Starting from the end, from the desired result let’s look at the type of information that can be processed by a computer. Typically this is information stored in databases, in records and in fields with labels. An algorithm that is part of each information processing software product requires input to provide desired output. In the end the input must be something that engineers call name-value pairs. Each value that is used for the task must be accompanied by a name that identifies the meaning of the value. Without the meaning the value cannot be interpreted by the computer. As an example the sequence of numbers 01.04.12 can have a lot of meanings:
- A date: first of April if you live in Europe
- A date: fourth of January if you live in US
- A telephone number (or a part of a telephone number)
- An account number etc.
Only by assigning a label to this number a software program can use it to make a meaningful decision (e.g. using it as a meeting date to pop up a window and remind you).

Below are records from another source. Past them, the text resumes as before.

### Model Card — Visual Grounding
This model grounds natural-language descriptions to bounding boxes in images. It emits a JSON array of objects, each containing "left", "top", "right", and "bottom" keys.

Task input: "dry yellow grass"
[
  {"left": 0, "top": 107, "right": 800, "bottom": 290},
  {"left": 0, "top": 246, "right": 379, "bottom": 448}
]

So in general labeled or tagged data is the type of information we call structured. This information does not have to be numeric as above nor does it have to reside in database. There are numerous possibilities to represent the meaning of information. Even a free text document like this might be stored together with XML tags that can be used to identify the entities. The words “April” and “January” in above list could be tagged to be months. And hence be interpreted and used by an algorithm.
Now here comes the problem. Typically most of the information we receive and most of the communication we lead are not tagged and hence not structured. The human cognitive capabilities allow us to understand it anyway. A computer program cannot say if “April” is a month or a name of a girl. We humans can as we understand the context of this word. And therefore it is easy to understand it is a month. And since the number above would also be in a context we would also understand the meaning of it. This is something computer programs just start to accomplish and this is called content analysis or fact extraction. And it is so much more difficult than you would expect because the human brain is so good at this task.

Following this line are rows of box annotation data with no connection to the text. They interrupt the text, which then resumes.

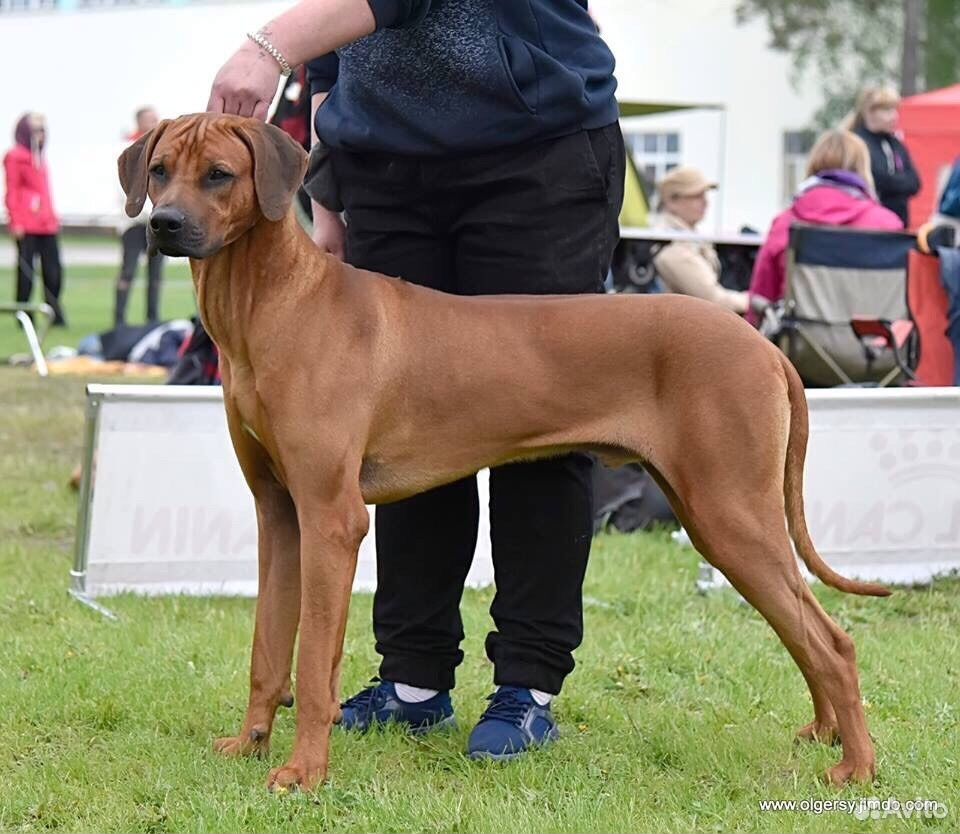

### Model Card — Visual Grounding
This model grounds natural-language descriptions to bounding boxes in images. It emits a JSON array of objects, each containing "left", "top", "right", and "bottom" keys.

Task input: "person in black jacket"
[
  {"left": 849, "top": 87, "right": 920, "bottom": 226},
  {"left": 208, "top": 0, "right": 626, "bottom": 759}
]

The majority of the information in the world is unstructured. Most of it is still on analog media like paper. But even if it is digitized and available – as we say – electronically, machines do not automatically understand it. Processing it is only possible because humans can automatically assign a context and a meaning to each element and therefore understand it. And after understanding we can draw conclusions, make decisions, and synthesize new information. To make it usable it needs to be transformed to structured information with recognition systems or simply by data typists.
Structured information is information a computer can process. Unstructured is what we see in the world. Recognition and Document Understanding bridge the gap between these sides to allow automated document processing and analysis.